E tem a segunda história, mais terrível, mais absurda, mais atroz, se se quiser. O que me cabe é registrá-la. Julguem por si mesmos se este é o melhor lugar para relatar este estranho evento, pois, ao que me parece, e é horrível admitir, esta segunda história revela a primeira, a do grito do gato, tão bem como se as duas estivessem misteriosamente enredadas por uma lógica tão arbitrária quanto evidente.
O fato é que, quando cravei o garfo no doce, finalmente, tão próximo da normalidade quando poderia estar, esquecido até mesmo de que eu jogara no lixo da esquina, minutos atrás, embrulhado em papel de jornal como se fosse nada, o dedo anelar de minha vítima. (Não usei o machado para outra finalidade - cabe-me acalmar alguns nervos. Envenenei-o e pronto.) Agora, eu dava com um coisa acomodada debaixo do creme de baunilha, da calda sanguínea: sim, lá estava ele, o dedo anelar de meu opositor.
Por ora, não sei se devo acreditar que já me perseguem, que fui flagrado e torturar-me-ão até o fim, ou se devo atribuir este joguete maldito a algum ser invisível capaz de dominar os gatos e os mortos. Minha angústia é constante - minha âncora de sobrevivência. Pensei, por um momento, em reclamar com o padeiro, em pedir meu dinheiro de volta, para distrair-me, como se aquele dedo não fosse comigo. Mas, saí sem correr riscos. Não paguei o doce, e deste crime arrependo-me eternamente.
Na rua, não tive mais que um minuto dessa vida: à minha frente, um táxi refreia brusco, emite o agudo som de auge dramático numa derrapada e passa por cima de um volume pesado. O gato. Que não se mexe. Que antes mesmo - assim meus sentidos quiseram ver - estava duro como se fosse morto.

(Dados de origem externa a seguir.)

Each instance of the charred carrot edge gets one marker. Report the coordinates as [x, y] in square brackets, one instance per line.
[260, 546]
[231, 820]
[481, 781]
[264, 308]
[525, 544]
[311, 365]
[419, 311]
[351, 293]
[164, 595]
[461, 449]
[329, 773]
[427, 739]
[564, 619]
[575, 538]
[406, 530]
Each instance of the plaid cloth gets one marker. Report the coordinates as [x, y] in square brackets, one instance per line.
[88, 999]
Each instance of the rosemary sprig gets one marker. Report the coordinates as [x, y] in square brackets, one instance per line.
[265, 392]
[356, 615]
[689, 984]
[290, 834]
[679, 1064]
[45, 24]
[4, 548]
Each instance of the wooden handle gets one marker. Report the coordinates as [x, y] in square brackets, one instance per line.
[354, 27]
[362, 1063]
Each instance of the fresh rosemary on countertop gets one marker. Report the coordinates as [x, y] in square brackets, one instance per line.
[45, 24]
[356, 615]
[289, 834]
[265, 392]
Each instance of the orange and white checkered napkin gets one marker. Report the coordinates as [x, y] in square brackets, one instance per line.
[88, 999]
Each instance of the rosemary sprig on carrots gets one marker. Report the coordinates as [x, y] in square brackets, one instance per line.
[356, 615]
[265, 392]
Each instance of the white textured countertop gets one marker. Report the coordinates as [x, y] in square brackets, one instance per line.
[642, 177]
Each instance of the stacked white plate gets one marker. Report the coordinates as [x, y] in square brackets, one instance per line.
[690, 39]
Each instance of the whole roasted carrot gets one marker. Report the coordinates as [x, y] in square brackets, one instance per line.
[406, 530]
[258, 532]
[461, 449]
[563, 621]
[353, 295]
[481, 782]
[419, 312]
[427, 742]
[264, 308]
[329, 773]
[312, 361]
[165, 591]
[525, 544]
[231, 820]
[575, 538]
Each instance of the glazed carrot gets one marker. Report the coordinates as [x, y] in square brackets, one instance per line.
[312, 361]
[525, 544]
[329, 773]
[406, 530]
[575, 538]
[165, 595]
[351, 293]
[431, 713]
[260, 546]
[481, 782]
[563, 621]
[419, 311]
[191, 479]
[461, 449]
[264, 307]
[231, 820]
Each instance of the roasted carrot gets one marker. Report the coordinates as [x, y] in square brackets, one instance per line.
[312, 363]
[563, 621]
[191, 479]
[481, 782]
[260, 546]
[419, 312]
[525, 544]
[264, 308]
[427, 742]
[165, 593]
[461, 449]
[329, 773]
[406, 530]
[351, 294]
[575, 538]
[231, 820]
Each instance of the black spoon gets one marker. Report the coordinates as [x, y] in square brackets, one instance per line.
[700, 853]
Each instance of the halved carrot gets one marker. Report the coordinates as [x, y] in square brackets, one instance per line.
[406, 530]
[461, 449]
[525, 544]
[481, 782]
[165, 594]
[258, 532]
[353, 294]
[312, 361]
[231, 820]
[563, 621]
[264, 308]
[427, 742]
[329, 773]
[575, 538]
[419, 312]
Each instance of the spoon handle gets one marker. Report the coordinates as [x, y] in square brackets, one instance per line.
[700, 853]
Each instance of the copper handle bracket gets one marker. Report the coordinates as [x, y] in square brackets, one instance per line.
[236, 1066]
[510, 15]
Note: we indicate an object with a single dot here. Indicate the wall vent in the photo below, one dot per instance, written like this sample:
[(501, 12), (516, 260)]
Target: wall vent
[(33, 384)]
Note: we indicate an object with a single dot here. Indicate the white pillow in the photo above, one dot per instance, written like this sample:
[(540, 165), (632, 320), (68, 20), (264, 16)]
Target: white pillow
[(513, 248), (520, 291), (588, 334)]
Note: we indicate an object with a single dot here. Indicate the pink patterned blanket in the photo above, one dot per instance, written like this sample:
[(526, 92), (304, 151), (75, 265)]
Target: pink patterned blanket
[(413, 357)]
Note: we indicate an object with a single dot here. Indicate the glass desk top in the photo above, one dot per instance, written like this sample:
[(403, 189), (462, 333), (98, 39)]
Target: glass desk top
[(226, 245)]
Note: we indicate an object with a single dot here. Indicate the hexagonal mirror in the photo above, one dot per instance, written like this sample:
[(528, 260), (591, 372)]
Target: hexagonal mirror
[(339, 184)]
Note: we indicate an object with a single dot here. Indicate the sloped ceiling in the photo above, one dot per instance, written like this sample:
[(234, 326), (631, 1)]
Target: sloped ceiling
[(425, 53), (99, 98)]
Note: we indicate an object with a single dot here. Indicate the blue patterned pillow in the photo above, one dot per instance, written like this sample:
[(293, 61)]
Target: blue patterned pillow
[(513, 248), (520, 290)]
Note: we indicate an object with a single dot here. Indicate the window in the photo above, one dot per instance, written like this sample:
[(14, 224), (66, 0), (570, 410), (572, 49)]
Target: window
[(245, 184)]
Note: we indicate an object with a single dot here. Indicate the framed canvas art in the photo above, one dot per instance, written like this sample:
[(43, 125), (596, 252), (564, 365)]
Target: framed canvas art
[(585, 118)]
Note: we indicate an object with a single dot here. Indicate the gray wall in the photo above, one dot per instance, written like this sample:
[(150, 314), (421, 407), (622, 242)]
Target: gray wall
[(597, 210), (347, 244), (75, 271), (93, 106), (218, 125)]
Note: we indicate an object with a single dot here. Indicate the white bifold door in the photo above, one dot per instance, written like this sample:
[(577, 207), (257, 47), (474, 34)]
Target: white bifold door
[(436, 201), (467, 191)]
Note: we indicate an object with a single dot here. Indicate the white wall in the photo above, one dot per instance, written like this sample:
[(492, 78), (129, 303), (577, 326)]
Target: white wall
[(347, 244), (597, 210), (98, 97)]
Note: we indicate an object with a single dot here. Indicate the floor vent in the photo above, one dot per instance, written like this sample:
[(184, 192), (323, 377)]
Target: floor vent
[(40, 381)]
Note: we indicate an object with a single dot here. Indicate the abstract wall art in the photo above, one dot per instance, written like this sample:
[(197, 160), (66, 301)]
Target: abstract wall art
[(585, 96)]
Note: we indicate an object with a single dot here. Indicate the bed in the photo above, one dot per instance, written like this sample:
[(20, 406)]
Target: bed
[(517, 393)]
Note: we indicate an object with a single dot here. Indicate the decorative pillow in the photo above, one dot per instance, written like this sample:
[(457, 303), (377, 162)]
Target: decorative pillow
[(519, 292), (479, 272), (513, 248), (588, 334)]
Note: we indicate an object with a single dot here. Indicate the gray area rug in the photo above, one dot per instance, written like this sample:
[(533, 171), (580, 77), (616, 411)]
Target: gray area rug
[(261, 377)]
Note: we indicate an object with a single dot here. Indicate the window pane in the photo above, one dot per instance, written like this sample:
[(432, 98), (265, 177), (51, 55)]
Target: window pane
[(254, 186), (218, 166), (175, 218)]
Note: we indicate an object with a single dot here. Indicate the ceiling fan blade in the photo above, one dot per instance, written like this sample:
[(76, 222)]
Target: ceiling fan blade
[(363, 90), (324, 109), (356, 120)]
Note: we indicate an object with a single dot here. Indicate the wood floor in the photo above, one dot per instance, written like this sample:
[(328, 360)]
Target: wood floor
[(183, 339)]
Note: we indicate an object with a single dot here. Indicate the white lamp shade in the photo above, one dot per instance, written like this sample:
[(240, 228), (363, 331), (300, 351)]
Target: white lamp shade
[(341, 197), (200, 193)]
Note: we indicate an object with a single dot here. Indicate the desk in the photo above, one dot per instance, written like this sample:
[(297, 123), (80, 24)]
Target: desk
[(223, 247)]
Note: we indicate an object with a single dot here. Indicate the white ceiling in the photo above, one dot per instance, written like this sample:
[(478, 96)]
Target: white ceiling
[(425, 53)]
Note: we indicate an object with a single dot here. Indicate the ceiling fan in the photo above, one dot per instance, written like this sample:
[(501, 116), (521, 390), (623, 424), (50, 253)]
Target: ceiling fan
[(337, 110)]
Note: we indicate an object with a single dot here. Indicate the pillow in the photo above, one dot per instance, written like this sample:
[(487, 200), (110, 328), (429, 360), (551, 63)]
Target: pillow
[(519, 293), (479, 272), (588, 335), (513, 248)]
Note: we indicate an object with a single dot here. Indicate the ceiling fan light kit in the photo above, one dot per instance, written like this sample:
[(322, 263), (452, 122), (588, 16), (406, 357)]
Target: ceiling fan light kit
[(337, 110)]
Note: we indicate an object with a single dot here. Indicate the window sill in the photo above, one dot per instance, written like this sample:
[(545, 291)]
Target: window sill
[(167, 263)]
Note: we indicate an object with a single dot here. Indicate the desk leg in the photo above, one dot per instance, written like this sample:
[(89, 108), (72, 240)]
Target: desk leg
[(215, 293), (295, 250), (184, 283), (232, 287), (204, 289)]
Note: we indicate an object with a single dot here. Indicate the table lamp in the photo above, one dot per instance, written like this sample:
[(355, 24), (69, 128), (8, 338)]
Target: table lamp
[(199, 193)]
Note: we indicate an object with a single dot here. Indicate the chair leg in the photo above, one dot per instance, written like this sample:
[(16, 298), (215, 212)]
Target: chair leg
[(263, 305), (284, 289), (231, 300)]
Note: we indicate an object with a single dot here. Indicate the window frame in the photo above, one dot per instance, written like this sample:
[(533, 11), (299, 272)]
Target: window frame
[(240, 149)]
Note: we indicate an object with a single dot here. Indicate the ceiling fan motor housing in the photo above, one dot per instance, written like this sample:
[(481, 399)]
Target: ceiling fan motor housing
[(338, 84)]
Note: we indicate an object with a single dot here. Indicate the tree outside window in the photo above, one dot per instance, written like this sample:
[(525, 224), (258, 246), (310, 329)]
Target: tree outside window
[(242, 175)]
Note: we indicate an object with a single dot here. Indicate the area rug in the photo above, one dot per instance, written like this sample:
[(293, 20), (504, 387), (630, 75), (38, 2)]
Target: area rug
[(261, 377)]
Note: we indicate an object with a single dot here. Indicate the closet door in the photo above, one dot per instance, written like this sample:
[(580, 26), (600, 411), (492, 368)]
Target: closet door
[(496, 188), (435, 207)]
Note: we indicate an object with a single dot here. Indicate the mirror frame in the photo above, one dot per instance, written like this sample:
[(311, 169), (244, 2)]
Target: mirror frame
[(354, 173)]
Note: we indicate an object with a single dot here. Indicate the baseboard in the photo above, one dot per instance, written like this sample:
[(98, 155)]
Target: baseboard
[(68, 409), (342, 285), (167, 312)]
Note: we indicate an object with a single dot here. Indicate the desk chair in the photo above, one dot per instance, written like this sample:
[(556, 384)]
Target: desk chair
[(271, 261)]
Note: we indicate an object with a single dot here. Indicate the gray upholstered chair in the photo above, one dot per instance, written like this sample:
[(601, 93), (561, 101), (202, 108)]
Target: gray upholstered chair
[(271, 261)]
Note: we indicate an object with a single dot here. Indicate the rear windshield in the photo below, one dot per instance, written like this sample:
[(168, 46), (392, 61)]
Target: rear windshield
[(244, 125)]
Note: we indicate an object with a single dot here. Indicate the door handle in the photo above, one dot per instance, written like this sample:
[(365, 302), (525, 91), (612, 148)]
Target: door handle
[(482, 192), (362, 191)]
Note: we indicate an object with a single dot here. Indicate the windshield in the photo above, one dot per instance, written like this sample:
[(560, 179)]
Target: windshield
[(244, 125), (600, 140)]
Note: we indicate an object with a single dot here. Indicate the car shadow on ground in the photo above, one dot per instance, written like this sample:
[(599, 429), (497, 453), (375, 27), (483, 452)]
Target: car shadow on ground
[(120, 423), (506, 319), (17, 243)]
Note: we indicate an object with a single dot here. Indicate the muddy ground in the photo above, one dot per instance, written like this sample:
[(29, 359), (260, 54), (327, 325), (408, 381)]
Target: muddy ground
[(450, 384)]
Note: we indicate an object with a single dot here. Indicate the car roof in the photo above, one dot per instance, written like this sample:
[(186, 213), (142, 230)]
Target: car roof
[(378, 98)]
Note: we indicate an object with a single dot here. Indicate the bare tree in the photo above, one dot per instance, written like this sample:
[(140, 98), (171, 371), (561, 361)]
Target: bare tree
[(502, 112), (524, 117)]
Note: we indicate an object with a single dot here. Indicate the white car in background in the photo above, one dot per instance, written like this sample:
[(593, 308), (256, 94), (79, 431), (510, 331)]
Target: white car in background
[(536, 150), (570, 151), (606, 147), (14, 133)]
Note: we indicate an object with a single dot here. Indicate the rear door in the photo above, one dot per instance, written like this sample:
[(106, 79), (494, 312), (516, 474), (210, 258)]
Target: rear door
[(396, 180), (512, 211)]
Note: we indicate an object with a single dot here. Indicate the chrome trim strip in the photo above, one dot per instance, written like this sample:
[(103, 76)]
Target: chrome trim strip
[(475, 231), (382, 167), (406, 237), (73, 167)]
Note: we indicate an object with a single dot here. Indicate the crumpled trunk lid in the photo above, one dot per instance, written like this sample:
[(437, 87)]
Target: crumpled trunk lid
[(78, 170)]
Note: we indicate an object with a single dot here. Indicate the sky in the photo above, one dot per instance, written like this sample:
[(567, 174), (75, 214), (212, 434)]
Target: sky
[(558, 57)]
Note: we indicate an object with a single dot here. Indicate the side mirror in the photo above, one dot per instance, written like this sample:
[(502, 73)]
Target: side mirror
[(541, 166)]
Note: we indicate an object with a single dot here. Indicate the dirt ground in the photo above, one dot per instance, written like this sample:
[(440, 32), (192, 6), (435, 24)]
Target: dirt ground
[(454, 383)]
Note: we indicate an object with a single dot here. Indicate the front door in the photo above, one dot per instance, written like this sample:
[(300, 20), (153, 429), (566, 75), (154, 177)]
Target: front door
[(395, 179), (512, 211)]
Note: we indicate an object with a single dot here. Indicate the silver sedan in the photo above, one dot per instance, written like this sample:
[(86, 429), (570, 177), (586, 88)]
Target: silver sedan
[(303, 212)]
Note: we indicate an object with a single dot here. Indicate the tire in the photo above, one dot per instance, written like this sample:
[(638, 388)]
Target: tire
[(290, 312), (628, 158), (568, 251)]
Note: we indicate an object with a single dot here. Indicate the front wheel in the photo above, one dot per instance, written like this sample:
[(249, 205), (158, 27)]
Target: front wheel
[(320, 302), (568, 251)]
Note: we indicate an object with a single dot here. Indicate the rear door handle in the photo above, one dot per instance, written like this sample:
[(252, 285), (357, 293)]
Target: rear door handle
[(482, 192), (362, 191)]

- Já estava morto - confirma uma contundente profissional, enquanto, por baixo da mini-saia, alivia o elástico da calcinha na virilha.
Você pensa: será que um primeiro veículo o teria matado antes? Neste caso, porque não houve nenhum burburinho, um último esganiçar de agonia, um lamento de mulher?
Era melhor não pensar mais.
Você toma o táxi assassino.
- Para onde? - o taxista sintetiza com cumplicidade de propaganda de pasta de dente.
Você só é capaz de responder:
- Tem algum lugar em que não exista gatos?
O homem sorri felino. Você se acomoda no banco, reencontrando a anatomia apropriada, funga quase descontente mas com a preguiça de quem pede paz. Concede a vida ao homem, e por incrível que pareça, adormece todos os ódios. Sim. Dorme e tem o mais belo dos sonhos. Que é melhor não contar. Ninguém daria crédito a um assassino. Ninguém dormiria de noite.